Monday, May 17, 2021
High School Basketball Shot Clock?
I don’t think I like the idea of a shot clock in high school basketball, a potential change that was announced by the national federation last week. This progressive approach will not be good for the high school game, and it's just one more example that traditions and institutions matter, often as a hedge against frivolous and unnecessary change. Our games should not just be about speeding up and pursuing more points and more shots for pure entertainment. There is so much more to the game, especially at the younger levels, and focusing on quickened pace to force more shots to produce more scoring simply misses the nuanced beauty of sport.
While the addition of the shot clock most certainly contributes to and ultimately enhances the college and pro game, it will hurt the high school leagues and exacerbate imbalance among schools. Thoughtful pacing, ball control, and even the often dreaded "slow down game" are competitive strategies many schools use to their advantage. In the spirit of competitiveness, such deliberate pacing is a necessary tactic that smaller schools sometimes need. And this measured approach is no less significant in terms of athletics than the advantage some schools have simply by nature of larger pools of kids, and perhaps larger kids as a result.

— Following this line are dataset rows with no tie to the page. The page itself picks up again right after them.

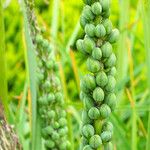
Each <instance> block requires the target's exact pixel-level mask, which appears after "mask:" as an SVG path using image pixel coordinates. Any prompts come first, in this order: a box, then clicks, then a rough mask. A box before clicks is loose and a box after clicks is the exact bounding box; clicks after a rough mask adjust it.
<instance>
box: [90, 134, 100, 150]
mask: <svg viewBox="0 0 150 150" xmlns="http://www.w3.org/2000/svg"><path fill="white" fill-rule="evenodd" d="M89 143H90V146H91V147H92V148H94V149H96V148H98V147H99V146H100V145H101V144H102V140H101V137H100V136H99V135H93V136H92V137H91V138H90V142H89Z"/></svg>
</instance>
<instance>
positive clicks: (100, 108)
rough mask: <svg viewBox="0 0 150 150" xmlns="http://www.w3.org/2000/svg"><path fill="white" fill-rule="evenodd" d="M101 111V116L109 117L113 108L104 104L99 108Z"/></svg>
mask: <svg viewBox="0 0 150 150" xmlns="http://www.w3.org/2000/svg"><path fill="white" fill-rule="evenodd" d="M99 111H100V116H101V117H102V118H104V119H105V118H107V117H109V115H110V113H111V109H110V107H109V106H108V105H107V104H102V105H101V106H100V108H99Z"/></svg>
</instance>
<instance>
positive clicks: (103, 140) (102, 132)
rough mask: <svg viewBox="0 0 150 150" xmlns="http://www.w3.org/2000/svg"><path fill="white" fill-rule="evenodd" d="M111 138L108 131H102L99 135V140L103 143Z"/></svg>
mask: <svg viewBox="0 0 150 150" xmlns="http://www.w3.org/2000/svg"><path fill="white" fill-rule="evenodd" d="M111 138H112V133H111V132H110V131H104V132H102V133H101V139H102V141H103V143H106V142H109V141H110V140H111Z"/></svg>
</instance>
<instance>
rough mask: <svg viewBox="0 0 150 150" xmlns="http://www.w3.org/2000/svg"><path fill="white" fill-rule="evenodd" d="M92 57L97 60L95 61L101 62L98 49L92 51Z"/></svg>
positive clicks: (98, 50) (100, 58)
mask: <svg viewBox="0 0 150 150" xmlns="http://www.w3.org/2000/svg"><path fill="white" fill-rule="evenodd" d="M92 57H93V58H94V59H97V60H101V58H102V51H101V49H100V48H99V47H95V48H94V49H93V51H92Z"/></svg>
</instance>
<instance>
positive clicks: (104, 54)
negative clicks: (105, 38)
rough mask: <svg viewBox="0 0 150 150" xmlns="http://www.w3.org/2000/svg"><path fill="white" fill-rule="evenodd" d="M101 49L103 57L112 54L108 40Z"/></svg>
mask: <svg viewBox="0 0 150 150" xmlns="http://www.w3.org/2000/svg"><path fill="white" fill-rule="evenodd" d="M101 50H102V56H103V57H109V56H110V55H111V54H112V46H111V44H110V43H109V42H106V43H105V44H103V45H102V47H101Z"/></svg>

States will each have to make their own decision on the need and benefit of a shot clock, and it's to be expected that coaches and athletic directors are starting to weigh in on the option. Obviously we can expect that large schools and previously dominant programs which depend on a pipeline of top athletes to succeed at the fast-paced level will desire the clock. Smaller schools who use strategy to counter and control superior size and athleticism will certainly oppose the change. The question will be whose benefit is valued and supported by the state associations. Let's hope prudence and a thoughtful approach to what's best for the game are the key influences on the decision.